The truth is, African values are dynamic, diverse, and deeply rooted in our lived experiences, cultures, histories, and aspirations. Those histories include the violence of colonialism which imposed Victorian norms, enforced through the anti-sodomy laws introduced across the British Empire. 

Yet time and again, we see certain groups, typically for political reasons, attempting to narrow this rich complexity into rigid frameworks that are often weaponized against women, youth and LGBTQ+ communities.

“These are not the concerns of everyday Kenyans,” Ivy Werimba, communication and advocacy officer at GALCK+, a coalition of Kenyan LGBTQ organisations told AFP. “The protection of family values does not look like what they’re trying to force upon us.”

The opposition to Slater and others, claiming to defend African family values, has been loud and clear. Writing on LinkedIn in the week of the conference, global health facilitator from Uganda, Martha Clara Nakato said: “African families are evolving… this transformation is not a threat, it is a powerful opportunity to reimagine and advocate for safer-families, and inclusive rights-based policies that honor both traditions and progress. All families regardless of structure deserve protection, dignity, and equal rights in areas such as marriage, inheritance, caregiving, and bodily autonomy.”

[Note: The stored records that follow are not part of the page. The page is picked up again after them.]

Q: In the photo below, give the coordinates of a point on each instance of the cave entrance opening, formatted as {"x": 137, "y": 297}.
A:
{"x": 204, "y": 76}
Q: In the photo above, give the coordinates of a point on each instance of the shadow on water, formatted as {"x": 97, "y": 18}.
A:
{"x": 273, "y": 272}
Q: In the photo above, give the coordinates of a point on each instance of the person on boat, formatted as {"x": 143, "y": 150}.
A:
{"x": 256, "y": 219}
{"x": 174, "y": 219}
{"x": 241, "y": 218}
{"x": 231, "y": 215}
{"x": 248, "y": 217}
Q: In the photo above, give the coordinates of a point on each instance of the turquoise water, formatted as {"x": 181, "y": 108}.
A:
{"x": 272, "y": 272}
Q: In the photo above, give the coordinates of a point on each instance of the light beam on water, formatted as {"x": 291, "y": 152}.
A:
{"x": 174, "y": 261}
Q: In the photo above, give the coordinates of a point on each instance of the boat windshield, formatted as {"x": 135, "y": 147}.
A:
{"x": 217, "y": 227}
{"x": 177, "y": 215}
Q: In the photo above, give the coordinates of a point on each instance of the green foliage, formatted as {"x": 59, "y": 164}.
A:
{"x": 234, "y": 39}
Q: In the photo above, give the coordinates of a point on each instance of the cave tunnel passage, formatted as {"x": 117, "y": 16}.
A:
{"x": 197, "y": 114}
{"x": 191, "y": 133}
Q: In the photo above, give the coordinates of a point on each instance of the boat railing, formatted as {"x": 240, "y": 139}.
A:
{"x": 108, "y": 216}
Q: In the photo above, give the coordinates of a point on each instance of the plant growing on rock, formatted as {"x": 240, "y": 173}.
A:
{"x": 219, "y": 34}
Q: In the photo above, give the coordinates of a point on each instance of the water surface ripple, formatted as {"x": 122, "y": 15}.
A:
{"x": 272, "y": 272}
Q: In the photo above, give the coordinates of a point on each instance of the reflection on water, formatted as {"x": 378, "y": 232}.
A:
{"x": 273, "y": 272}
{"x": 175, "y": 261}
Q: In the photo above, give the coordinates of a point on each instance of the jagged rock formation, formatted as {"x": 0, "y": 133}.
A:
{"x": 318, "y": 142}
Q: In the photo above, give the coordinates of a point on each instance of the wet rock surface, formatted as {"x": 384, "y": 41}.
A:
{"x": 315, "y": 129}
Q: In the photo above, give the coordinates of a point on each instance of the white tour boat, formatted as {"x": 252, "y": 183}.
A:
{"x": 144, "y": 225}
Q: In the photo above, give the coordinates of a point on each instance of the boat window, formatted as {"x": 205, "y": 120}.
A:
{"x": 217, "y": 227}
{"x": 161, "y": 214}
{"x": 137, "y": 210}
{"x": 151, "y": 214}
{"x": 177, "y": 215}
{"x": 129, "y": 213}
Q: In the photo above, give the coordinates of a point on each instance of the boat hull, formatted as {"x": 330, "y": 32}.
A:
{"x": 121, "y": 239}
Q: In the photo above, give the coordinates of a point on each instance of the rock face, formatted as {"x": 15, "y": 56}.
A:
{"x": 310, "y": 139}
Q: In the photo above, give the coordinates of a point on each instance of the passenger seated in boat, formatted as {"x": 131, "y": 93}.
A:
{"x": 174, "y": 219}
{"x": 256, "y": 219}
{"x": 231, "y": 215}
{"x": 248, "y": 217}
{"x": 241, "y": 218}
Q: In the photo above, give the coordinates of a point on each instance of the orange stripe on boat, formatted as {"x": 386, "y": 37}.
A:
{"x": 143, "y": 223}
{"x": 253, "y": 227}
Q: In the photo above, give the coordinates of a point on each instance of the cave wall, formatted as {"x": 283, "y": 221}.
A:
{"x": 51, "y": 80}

As women’s rights lawyer Tabitha Saoyo told AFP, the rollback of rights tends to inevitably follow these conferences, particularly for groups that already face marginalization. With events similar to the one held in Nairobi planned for Sierra Leone, Rwanda and Ghana, it remains to be seen whether African leaders will see the continent’s future as Nakato and many of their citizens do: as one that honors both tradition and progress.